Dalla primaria funzione di tutela dell’infanzia sancita dalla legge, discende l’obbligo per il Comune di verificare che le attività rivolte alla prima infanzia rispondano ai requisiti definiti dalla citata normativa regionale qualunque sia la denominazione, l’ubicazione, la natura giuridica del soggetto titolare e la modalità gestionale di queste attività. Quindi, avendo riscontrato che nella sede dell’Associazione “Peter Pan” le attività denominate “Baby Club” coinvolgevano anche bambini di età inferiore a 3 anni, il Comune –in applicazione della richiamata normativa regionale- ha diffidato l’Associazione a proseguirle in assenza di autorizzazione al funzionamento.
L’Associazione “Peter Pan” sostiene di non “essere un asilo” ma le attività realizzate nella sede di Via Cimarosa nei fatti sono assimilabili a quelle di un “asilo nido”, di uno “spazio gioco” , di un “centro bambini e famiglie” – anche se si chiamano “Baby Club” – e devono quindi essere autorizzate al funzionamento. Alle rimostranze dell’associazione – che sostiene non esserci affidamento di minori perché i genitori o sono presenti o possono controllare i bambini attraverso il cellulare- il Comune ha risposto specificando: che, in assenza dei genitori, i minori devono comunque essere affidati a qualcuno (e una videocamera non è un soggetto giuridico verso cui è possibile farlo), altrimenti sarebbero minori “in stato di abbandono”; che l’autorizzazione al funzionamento è obbligatoria anche se le attività (che coinvolgono bambini sotto i 3 anni) sono realizzate con la presenza dei genitori (attività che nel regolamento regionale è disciplinata come “centro bambini e famiglie”).
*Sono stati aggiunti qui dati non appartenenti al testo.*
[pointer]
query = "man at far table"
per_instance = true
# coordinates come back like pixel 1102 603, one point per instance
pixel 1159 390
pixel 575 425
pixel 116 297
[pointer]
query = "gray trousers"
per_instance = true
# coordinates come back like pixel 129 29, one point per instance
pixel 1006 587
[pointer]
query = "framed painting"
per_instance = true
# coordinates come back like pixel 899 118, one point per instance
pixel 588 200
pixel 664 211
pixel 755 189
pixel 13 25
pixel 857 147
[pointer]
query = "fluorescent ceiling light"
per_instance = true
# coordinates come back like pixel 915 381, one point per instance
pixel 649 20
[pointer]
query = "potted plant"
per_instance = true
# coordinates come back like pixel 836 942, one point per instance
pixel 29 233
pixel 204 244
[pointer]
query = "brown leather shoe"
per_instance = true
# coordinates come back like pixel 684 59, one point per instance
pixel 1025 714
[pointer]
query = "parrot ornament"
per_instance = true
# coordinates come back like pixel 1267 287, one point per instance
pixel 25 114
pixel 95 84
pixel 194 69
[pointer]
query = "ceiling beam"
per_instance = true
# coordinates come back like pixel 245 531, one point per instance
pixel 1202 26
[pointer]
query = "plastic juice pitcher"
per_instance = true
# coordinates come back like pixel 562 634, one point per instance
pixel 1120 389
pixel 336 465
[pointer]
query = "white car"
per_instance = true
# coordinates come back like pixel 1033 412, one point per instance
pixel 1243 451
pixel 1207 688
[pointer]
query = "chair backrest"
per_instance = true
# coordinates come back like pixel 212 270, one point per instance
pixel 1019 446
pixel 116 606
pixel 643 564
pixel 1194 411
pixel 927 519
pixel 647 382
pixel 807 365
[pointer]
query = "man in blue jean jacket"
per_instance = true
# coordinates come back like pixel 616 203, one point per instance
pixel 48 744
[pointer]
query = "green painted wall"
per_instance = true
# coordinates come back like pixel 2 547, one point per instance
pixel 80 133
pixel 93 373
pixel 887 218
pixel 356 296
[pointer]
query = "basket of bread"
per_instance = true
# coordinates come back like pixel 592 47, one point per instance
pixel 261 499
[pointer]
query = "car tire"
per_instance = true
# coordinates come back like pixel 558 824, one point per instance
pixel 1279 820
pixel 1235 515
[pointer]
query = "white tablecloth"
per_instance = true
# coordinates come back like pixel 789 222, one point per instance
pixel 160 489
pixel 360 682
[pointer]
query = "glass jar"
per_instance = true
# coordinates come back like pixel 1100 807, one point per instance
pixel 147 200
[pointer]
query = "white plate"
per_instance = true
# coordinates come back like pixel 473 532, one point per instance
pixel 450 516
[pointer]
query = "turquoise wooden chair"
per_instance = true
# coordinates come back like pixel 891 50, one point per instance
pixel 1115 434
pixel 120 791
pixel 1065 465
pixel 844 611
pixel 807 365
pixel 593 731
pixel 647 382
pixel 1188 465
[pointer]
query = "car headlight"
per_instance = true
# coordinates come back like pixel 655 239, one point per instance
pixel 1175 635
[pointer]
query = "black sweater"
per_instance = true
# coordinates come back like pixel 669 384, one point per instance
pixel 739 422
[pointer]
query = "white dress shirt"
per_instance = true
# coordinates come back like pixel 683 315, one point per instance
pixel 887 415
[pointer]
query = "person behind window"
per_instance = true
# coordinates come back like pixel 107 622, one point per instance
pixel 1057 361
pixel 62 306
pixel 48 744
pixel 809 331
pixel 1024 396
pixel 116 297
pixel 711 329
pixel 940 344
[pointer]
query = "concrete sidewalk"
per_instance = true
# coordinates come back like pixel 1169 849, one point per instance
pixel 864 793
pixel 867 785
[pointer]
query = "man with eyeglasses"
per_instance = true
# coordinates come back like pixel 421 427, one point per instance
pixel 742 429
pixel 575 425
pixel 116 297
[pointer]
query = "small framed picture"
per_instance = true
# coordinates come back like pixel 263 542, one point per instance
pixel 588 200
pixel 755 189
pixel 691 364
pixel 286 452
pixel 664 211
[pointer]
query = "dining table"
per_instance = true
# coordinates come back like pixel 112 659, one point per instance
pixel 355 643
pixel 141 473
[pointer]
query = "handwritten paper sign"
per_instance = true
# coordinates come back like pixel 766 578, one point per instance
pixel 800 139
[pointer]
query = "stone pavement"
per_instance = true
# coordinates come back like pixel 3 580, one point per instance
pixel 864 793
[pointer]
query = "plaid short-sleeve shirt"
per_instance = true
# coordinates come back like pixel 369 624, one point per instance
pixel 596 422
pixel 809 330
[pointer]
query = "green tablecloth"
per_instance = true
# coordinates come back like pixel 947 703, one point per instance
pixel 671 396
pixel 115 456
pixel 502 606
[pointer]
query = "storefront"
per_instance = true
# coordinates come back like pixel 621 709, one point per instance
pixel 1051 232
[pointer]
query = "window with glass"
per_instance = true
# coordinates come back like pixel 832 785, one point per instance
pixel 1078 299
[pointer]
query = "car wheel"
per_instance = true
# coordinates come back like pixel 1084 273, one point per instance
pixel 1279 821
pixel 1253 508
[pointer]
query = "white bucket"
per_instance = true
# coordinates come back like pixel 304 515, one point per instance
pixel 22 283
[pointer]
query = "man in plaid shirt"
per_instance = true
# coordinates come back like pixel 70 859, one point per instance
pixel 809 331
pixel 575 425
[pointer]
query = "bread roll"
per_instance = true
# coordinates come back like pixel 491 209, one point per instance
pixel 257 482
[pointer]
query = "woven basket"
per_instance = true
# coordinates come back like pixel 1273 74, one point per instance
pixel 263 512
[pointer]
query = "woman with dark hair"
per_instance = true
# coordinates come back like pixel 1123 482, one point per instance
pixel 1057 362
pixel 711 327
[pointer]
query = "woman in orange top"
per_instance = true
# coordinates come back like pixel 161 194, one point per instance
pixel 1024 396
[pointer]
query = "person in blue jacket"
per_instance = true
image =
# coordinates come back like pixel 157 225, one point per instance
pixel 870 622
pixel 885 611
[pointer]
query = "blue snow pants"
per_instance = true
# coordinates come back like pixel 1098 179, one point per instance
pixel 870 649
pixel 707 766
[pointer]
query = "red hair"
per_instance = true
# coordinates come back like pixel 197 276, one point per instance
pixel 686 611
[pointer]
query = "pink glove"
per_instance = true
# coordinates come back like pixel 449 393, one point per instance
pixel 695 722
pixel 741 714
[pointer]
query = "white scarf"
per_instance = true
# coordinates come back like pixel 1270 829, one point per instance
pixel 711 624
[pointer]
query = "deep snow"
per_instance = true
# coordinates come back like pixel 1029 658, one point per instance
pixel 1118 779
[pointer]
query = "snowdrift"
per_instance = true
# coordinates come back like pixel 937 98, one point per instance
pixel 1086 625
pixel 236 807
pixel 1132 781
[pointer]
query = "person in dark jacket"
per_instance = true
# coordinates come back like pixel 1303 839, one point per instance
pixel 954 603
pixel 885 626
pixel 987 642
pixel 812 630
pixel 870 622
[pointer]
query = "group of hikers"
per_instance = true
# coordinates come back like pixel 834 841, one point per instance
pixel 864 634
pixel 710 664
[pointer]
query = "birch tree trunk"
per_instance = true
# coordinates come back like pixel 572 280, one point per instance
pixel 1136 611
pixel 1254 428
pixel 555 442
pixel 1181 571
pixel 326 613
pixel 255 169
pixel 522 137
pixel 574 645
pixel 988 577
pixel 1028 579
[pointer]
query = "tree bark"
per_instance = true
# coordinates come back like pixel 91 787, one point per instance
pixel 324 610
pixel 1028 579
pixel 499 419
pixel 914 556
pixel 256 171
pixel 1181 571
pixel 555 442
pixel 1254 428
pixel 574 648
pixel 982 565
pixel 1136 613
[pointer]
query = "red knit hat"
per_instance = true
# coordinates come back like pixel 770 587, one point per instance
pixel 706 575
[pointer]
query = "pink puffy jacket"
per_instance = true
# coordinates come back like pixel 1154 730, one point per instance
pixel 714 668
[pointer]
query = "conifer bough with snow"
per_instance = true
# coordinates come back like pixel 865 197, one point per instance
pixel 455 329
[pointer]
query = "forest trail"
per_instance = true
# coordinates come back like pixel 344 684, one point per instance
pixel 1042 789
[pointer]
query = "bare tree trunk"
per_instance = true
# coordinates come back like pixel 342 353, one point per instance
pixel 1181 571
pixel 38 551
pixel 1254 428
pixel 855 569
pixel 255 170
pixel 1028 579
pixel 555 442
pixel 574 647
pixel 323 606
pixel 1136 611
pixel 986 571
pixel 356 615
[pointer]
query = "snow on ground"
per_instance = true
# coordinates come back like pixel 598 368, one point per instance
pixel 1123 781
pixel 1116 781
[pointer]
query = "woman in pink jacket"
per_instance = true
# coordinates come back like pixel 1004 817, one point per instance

Il Comune quindi conferma la propria valutazione (e la diffida) a tutela dei bambini e nel rispetto di tutti gli altri soggetti privati (Imprese, Cooperative, Associazioni) che svolgono attività rivolte alla prima infanzia nel rispetto della legge, dopo aver richiesto ed ottenuto l’autorizzazione al funzionamento da parte del Comune. Nulla vieta anche all’Associazione “Peter Pan” – se vuole proporre attività ai bambini di età compresa tra 3 e 36 mesi – di chiedere l’autorizzazione al funzionamento: se la sede e le persone utilizzate hanno i requisiti previsti dalle norme regionali, potranno averla nel tempo massimo di un mese (come prevede la procedura comunale).